Berita  

Fasum TPA Sampah Pasar Modern Minasaupa Disulap Jadi Lapak Sewaan, Dugaan Pungli Berjamaah Menguat di Tengah Penarikan Retribusi Rp20 Ribu

Admin 1 Sidik Polisi News

Fasum TPA Sampah Pasar Modern Minasaupa Disulap Jadi Lapak Sewaan, Dugaan Pungli Berjamaah Menguat di Tengah Penarikan Retribusi Rp20 Ribu

 

GOWA ,sidikpolisinews,16-08-2025 |
Fasilitas umum (fasum) Tempat Pembuangan Akhir (TPA) sementara yang dibangun menggunakan anggaran Pemerintah Daerah dari APBD kini berubah fungsi total. Bangunan yang semestinya menjadi pusat pembuangan akhir sampah itu justru disulap menjadi deretan kios dan los dagang yang digunakan untuk berjualan sayur, buah, hingga bahan pokok.

Pantauan pada kamis (15/8/2025) sore menunjukkan, seluruh area fasum telah ditempati pedagang, sementara bahu jalan di sekitarnya juga dipadati lapak-lapak.
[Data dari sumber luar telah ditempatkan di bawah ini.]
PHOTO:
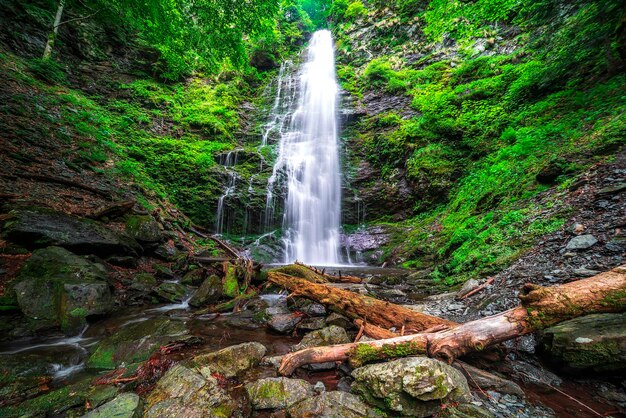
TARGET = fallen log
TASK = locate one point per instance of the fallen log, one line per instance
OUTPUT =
(353, 305)
(340, 278)
(540, 308)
Sebagian besar pedagang yang berjualan di bahu jalan tersebut merupakan pedagang musiman yang berasal dari luar area Pasar Induk Minasaupa. Fakta ini memunculkan dugaan bahwa mereka tidak masuk dalam daftar bases resmi pengelola pasar, sehingga besar kemungkinan pungutan yang mereka bayarkan tidak tercatat secara resmi.

Informasi dari para pedagang dan warga setempat menguatkan indikasi adanya praktik pungutan liar (pungli) dalam bentuk “sewa” bulanan maupun setoran harian bagi yang ingin berjualan, baik di area fasum TPA maupun di bahu jalan. Dugaan pun mengarah pada praktik pungli berjamaah yang melibatkan lebih dari satu pihak.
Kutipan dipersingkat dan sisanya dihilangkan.